BANGKOK – Duka menyelimuti Thailand. Ibu Suri Kerajaan Thailand, Ratu Sirikit, ibu dari Raja Maha Vajiralongkorn, wafat pada usia 93 tahun, Jumat (24/10) malam waktu setempat di Rumah Sakit Memorial Raja Chulalongkorn, Bangkok.
Bagi rakyat Negeri Gajah Putih, kepergian beliau bukan sekadar kehilangan seorang ratu melainkan sosok yang dijuluki “Ibu Bangsa”, figur lembut yang menjadi simbol keutuhan monarki modern Thailand selama lebih dari tujuh dekade.
Kerajaan Berduka, Negeri Berhenti Sejenak
Kerajaan Thailand mengumumkan masa berkabung nasional selama satu tahun penuh, sementara seluruh penyiar berita, pejabat istana, dan lembaga pemerintahan kini tampil dalam balutan pakaian hitam warna duka yang juga menjadi bahasa resmi kesedihan rakyat Thailand.
Pernyataan resmi Biro Rumah Tangga Kerajaan Thailand menyebutkan Ratu Sirikit telah lama menjalani perawatan medis akibat komplikasi kesehatan sejak 2019, termasuk infeksi darah yang sempat memburuk pada Oktober ini.
“Kondisi Yang Mulia memburuk hingga Jumat malam dan beliau meninggal dunia pada usia 93 tahun,” demikian bunyi pengumuman kerajaan yang disampaikan penuh kehormatan.

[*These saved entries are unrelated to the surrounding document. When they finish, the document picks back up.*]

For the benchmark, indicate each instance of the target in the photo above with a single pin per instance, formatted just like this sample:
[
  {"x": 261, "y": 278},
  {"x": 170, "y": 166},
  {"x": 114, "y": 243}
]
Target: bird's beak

Raja Vajiralongkorn segera memerintahkan penyelenggaraan upacara pemakaman kerajaan dengan penghormatan tertinggi. Jenazah sang ibunda akan disemayamkan di Aula Singgasana Dusit Maha Prasat, kompleks Grand Palace Bangkok, tempat sakral bagi setiap monarki yang berpulang.
“Ibu Bangsa” dan Warisan Cinta yang Panjang
Ratu Sirikit bukan hanya istri dari mendiang Raja Bhumibol Adulyadej, raja paling dicintai rakyat Thailand, tetapi juga penjaga stabilitas emosional monarki di masa-masa krisis politik dan sosial.
Hari kelahirannya, 12 Agustus, bahkan diabadikan sebagai Hari Ibu Nasional di Thailand sebuah bentuk cinta yang dilembagakan oleh negara.
Mantan diplomat dan akademisi, Pavin Chachavalpongpun, menyebut wafatnya Ratu Sirikit sebagai “peristiwa monumental yang menutup satu era keemasan monarki Thailand.”
“Popularitas dan penghormatannya begitu luas, bahkan melampaui sekat politik dan generasi. Ratu Sirikit adalah wajah lembut dari kekuasaan yang tegas,” ujarnya.
Rakyat Turun Menyembah, Takhta Menunduk
Sejak malam duka itu, halaman Rumah Sakit Chulalongkorn disesaki warga dari berbagai lapisan. Ada yang datang membawa bunga, foto lama Ratu Sirikit bersama Raja Bhumibol, atau sekadar doa dalam diam.
Tangis pelan terdengar di antara kerumunan bukan histeris, tapi tenang, khas rakyat yang tahu bagaimana berduka dengan hormat.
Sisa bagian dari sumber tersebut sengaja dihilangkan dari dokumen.